In the dark days that followed the tragic and unnecessary death of Humpty Dumpty, a crisis meeting was held at the Royal Palace. Surrounded by his most senior counsellors, the King thumped the desk in exasperation. ‘What this shows,’ he thundered, ‘is that I need more horses and more men!’ This joke hinges on a remarkable aspect of human nature. We are smart creatures, and a vital aspect of human intelligence is the ability to learn from experience. But we also fail to learn from experience: as individuals, as communities, and as nations.
Perhaps the bleakest example of the human capacity to ignore the lessons of experience was provided by the Allied military command on the Western Front during World War I. The supreme commander of the British forces, Sir Douglas Haig, believed that to win the war the German army had to be defeated, and that the best way to achieve this was by massive frontal assault. He attempted this in 1916, with the Battle of the Somme. The British offensive was a disaster: they took 60,000 casualties, nearly 20,000 of them killed, on the first day. Undaunted, Haig pressed on with the assault for four months. In what remains the bloodiest battle in history, the British failed to reach the targets that had been set for the first day of the offensive.[1]
As winter closed in, making military operations impossible, there was much soul-searching in the British government. What should the war strategy be for 1917? Certainly, not another Somme. An amphibious landing to outflank the Germans? Helping the Italians to attack Austria? Or just holding the line and waiting for the USA to enter the war?[2] Haig, however, had no doubts. He wrote in his diary that the solution was plain.

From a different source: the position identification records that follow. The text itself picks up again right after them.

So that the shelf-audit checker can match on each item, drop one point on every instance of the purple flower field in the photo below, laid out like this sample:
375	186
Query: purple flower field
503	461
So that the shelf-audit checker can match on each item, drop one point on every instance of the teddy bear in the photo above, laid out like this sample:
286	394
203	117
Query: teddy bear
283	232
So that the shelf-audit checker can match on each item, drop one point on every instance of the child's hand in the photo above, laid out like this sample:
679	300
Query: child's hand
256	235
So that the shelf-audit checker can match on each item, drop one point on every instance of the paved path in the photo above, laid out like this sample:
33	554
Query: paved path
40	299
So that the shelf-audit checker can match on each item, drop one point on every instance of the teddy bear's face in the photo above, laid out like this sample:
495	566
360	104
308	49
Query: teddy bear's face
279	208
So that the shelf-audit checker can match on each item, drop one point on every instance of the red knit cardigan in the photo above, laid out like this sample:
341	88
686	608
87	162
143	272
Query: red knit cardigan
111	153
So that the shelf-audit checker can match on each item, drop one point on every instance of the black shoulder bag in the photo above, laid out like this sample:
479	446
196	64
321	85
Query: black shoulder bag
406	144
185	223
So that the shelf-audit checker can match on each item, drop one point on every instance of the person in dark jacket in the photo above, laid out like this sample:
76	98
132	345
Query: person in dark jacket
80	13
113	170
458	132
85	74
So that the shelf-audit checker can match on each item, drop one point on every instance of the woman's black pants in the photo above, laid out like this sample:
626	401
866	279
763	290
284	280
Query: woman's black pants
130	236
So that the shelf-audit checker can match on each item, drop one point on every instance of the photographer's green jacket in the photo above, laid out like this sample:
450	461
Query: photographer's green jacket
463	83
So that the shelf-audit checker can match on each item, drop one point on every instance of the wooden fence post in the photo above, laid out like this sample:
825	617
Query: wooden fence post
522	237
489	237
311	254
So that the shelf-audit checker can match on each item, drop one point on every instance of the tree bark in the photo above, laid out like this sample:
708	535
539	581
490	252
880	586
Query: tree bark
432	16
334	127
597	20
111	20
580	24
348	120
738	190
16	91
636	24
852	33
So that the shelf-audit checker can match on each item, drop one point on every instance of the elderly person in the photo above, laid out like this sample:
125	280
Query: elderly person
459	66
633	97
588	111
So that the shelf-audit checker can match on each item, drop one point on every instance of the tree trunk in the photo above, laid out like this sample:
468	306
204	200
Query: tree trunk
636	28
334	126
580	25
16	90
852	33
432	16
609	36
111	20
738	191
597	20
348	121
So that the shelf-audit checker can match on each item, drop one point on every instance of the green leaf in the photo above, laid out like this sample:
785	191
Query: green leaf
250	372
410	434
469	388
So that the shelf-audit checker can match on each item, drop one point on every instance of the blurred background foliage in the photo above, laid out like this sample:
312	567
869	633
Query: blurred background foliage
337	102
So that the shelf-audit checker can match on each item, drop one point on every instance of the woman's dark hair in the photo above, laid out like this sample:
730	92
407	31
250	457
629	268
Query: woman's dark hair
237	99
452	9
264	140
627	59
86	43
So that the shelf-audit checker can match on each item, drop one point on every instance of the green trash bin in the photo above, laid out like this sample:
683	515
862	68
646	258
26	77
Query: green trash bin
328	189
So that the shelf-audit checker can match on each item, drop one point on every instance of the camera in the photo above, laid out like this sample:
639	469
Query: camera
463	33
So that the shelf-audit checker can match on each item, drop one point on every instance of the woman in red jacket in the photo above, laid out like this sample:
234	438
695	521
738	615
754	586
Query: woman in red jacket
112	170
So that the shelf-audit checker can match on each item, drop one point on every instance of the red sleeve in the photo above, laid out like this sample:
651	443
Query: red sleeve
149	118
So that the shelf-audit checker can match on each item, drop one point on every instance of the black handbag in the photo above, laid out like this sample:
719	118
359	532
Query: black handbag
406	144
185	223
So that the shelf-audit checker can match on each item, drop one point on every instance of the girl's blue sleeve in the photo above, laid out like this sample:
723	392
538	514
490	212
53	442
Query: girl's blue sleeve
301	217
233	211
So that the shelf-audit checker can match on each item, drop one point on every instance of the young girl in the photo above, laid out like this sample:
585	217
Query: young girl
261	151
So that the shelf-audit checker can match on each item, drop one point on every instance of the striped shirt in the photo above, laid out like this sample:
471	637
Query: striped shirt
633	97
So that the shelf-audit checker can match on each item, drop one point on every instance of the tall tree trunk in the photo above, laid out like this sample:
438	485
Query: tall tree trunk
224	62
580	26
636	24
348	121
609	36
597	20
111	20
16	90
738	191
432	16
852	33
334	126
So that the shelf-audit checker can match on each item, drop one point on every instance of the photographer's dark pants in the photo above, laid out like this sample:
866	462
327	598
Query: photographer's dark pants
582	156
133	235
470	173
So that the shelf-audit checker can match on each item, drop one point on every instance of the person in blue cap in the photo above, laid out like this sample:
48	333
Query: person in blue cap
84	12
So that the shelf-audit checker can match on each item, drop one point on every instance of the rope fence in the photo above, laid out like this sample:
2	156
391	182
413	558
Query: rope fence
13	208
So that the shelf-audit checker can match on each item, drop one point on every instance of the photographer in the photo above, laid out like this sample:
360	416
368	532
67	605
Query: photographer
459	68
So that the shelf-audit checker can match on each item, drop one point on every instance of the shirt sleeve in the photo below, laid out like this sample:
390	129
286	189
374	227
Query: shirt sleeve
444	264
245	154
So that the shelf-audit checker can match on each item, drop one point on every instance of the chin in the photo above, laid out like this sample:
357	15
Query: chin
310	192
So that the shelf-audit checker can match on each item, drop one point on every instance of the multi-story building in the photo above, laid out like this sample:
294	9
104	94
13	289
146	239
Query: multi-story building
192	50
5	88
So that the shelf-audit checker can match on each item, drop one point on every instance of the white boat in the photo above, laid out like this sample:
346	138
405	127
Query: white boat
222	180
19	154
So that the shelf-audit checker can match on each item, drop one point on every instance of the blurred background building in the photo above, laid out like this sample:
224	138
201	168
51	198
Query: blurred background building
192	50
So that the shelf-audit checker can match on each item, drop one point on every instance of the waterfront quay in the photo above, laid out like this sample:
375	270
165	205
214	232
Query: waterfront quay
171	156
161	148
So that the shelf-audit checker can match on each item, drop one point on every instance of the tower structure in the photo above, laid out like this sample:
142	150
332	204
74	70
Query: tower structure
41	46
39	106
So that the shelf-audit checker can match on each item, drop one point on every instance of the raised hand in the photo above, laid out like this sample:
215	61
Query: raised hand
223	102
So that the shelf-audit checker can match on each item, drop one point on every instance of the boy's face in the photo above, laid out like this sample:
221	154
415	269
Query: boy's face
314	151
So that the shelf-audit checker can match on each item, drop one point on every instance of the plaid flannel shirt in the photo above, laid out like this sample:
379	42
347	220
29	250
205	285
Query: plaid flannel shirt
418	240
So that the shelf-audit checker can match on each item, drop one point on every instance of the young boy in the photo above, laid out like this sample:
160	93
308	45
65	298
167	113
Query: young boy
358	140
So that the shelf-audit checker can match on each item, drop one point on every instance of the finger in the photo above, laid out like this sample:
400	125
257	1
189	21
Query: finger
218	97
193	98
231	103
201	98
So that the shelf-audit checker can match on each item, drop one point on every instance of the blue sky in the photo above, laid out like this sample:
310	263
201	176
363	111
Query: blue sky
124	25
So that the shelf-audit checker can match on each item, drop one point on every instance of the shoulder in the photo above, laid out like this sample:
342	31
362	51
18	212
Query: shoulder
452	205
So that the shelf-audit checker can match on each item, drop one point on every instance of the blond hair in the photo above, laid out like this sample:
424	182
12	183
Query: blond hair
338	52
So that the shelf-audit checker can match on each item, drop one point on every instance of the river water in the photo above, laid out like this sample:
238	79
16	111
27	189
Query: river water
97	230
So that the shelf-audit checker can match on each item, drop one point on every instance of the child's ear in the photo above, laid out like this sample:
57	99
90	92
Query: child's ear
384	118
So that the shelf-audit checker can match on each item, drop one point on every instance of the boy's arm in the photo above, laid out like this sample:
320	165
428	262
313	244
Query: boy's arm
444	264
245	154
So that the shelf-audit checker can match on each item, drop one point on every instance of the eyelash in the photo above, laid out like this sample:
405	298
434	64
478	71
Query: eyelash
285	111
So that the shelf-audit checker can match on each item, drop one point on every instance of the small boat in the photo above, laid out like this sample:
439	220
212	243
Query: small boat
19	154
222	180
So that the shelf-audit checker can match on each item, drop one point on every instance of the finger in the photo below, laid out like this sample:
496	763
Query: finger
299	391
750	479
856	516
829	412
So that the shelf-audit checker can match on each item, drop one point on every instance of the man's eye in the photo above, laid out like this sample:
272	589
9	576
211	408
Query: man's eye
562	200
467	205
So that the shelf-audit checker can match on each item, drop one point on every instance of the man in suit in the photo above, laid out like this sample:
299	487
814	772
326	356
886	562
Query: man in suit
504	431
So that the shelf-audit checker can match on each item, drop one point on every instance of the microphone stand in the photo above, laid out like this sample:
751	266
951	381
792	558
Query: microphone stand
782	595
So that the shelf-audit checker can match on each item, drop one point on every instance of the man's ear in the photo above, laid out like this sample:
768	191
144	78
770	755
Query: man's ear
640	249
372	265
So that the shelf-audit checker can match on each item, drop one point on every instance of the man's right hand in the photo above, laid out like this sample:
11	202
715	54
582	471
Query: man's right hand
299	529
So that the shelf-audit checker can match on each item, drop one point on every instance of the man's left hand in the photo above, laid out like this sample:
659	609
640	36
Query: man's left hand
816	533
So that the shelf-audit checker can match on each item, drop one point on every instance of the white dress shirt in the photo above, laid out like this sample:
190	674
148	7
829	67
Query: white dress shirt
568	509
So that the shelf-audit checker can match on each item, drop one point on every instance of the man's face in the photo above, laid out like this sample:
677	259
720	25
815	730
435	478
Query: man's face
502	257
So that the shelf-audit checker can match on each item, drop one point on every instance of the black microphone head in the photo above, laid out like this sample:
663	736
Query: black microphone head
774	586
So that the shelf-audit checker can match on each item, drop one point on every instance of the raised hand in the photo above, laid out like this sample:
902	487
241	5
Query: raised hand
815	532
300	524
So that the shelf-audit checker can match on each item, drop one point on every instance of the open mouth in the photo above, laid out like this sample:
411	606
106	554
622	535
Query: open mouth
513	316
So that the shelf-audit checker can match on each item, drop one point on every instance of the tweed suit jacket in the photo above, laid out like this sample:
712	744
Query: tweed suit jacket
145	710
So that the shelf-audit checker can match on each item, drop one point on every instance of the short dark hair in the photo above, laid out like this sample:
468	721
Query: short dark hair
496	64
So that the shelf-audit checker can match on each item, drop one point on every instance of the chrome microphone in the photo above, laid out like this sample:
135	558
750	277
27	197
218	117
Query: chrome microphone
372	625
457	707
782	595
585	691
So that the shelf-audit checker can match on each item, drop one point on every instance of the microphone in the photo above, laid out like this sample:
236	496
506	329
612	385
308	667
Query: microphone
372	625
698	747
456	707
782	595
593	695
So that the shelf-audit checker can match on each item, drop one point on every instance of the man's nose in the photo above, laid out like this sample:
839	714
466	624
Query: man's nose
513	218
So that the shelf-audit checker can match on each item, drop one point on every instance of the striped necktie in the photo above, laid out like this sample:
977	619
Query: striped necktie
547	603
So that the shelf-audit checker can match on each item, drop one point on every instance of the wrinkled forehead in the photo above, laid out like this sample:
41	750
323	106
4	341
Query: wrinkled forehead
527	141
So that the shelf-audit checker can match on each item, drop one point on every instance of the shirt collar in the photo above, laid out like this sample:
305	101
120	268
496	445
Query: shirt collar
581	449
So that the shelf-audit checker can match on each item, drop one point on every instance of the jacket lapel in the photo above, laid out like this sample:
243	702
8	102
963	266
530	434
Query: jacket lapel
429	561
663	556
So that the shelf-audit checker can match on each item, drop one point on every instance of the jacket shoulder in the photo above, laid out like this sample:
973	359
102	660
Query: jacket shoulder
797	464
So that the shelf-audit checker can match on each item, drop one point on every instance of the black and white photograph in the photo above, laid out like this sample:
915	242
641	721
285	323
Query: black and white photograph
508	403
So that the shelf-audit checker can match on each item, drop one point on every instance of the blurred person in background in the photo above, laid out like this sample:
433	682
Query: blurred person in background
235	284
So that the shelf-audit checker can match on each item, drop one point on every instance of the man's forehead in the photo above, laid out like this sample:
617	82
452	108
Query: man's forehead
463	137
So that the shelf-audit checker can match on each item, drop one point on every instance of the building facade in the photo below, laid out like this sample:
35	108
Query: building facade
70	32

1. Send to France every possible man
2. ‘ ‘ ‘ ‘ ‘ ‘ aeroplane
3. ‘ ‘ ‘ ‘ ‘ ‘ gun.[3]
Here was the King, demanding more horses and more men. Haig got his way, and the result was … another Somme. Though not as bloody as the previous year, the 1917 offensive similarly wrested a few miles of blasted quagmire from the German army at fearful cost in blood and treasure. Among the casualties were many thousands of young Australians.